Die Erzählung steht ganz unter dem Eindruck der 2020 entfesselten Pandemie. Auch wenn viele in der Erzählung beschriebenen Prophezeiungen sich nicht in der Form bewahrheitet haben, so bin ich nach wie vor voll der Hoffnung dessen, was die Erzählung den Lesern eigentlich mitteilen will, und wünsche Ihnen eine gute Unterhaltung.

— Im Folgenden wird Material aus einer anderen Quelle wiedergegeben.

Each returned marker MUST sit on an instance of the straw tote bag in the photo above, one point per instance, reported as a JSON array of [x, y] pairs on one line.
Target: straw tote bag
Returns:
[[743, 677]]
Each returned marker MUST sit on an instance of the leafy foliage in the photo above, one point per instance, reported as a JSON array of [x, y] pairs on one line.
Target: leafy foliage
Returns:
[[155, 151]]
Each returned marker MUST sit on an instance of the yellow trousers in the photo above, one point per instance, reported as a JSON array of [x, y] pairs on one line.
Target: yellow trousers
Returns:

Michael Thomsen, im Dezember 2022
Ich möchte von dieser einen – der Anderen - Welt erzählen. Sie ist wirklich eine Er-Fahrung wert.
Aber leider er-fährt sie scheinbar niemand.
Doch es gab ein Schlupfloch.
Dort schlüpfte ich hindurch und kam einerseits ernüchtert, andererseits voller Hoffnung zurück.
Diese – unsrige - Welt ist uns bereits, wenn nicht vertraut, so doch bekannt. Wir sind in ihr eingerichtet. Aber dorthin zu gelangen, wo bestenfalls und ansatzweise vielleicht der Philosoph John Rawls mittels eines Gedankenexperimentes gelangte, ist schon etwas ausgesprochen Wunderbares.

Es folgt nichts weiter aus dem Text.